Ivan Bilibine, l’artiste qui donna vie aux contes de fées russes

Marchands, 1905.

Marchands, 1905.

Domaine public
Sans connaître nécessairement son nom, chaque enfant né Russie a déjà vu les œuvres d'Ivan Bilibine. Mais si vous avez grandi en Russie et que vos parents vous ont lu des contes de fées, il est probable que les illustrations légendaires de Bilibine soient imprimées dans votre regard pour toujours. Cependant, peu connaissent les autres talents de ce grand artiste qui a vécu au début du XXe siècle…

Ivan Bilibin. Portrait par Boris Koustodiev.

Ce virtuose du pinceau rêvait de devenir avocat et a même obtenu un diplôme de droit à l'Université de Saint-Pétersbourg en 1900. Son aspiration à la science n'a toutefois pas paralysé ses tendances artistiques : il a étudié l'art de la peinture de auprès de divers artistes de renom, y compris le célèbre Ilya Repine.

Ici, l'esquisse de Bilibine d’un personnage de conte de fées slave pour le ballet l’Oiseau de feu de Stravinsky.

Le talent du maestro était très demandé même au-delà du monde de l'édition. Bilibine, un connaisseur très apprécié des costumes traditionnels et historiques, a pris une part active à la conception d'opéras et de ballets dans le monde entier, y compris à Prague, à Paris et à Buenos Aires.

Ivan Bilibin, L'Oiseau de paradis, Sirin. 1895.

L'imagination vivante de Bilibine et son talent pour dessiner toutes sortes d'oiseaux mystiques lui ont obtenu une faveur peu probable : son croquis d’un aigle à deux têtes a été adopté comme symbole officiel de l'Empire russe en 1917. Il a été abandonné en 1918, mais un siècle plus tard, en 1992, l'aigle de Bilibine a inspiré nos contemporains qui l'ont utilisé comme emblème officiel de la Banque centrale russe. Prenez une pièce émise avant 2016 : elle comporte forcément l'un des nombreux chefs-d'œuvre de Bilibine.

L'esquisse par Bilibine de Pierre le Grand pour le roman éponyme d’Alexeï Tolstoï.

Aujourd'hui, on se rappelle surtout de Bilibine comme d’un illustrateur qui a travaillé sur les contes de fées, mais il a également créé des croquis pour des romans. 

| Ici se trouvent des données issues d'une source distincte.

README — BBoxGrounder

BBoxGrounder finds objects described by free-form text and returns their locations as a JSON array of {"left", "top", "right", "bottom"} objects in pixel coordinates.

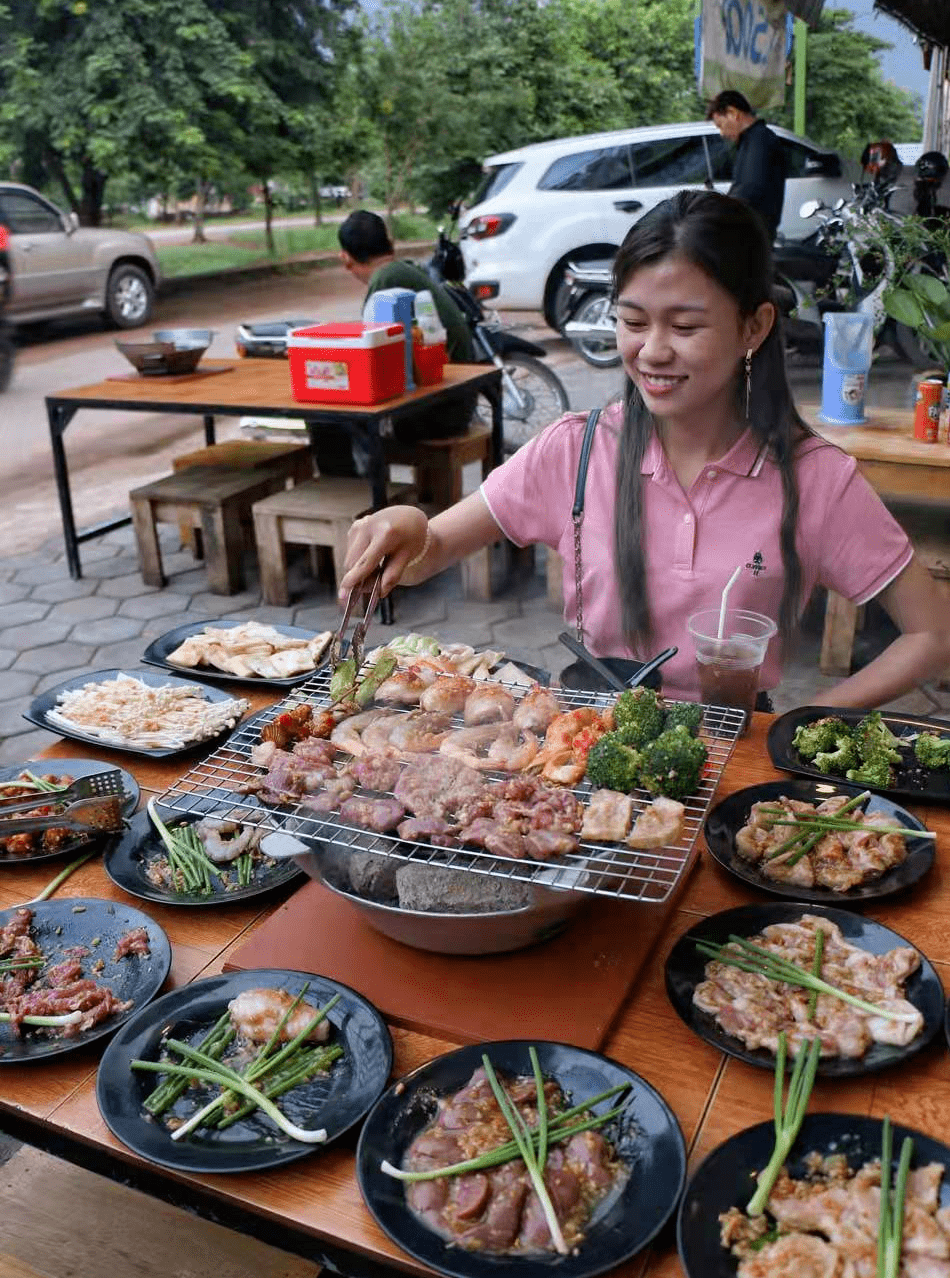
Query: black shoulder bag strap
[{"left": 570, "top": 408, "right": 601, "bottom": 643}]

Les décorations de Bilibine pour le ballet de Tcherepnine Roman de la momie.

En fuyant la Russie révolutionnaire, Bilibine s’est retrouvé dans un camp au Caire, où les autorités anglaises parquaient les réfugiés russes arrivant par navires. L'artiste a passé cinq ans en Egypte, vivant au Caire puis à Alexandrie avant de se diriger vers Paris.

Une caricature politique du tsar russe par Bilibine.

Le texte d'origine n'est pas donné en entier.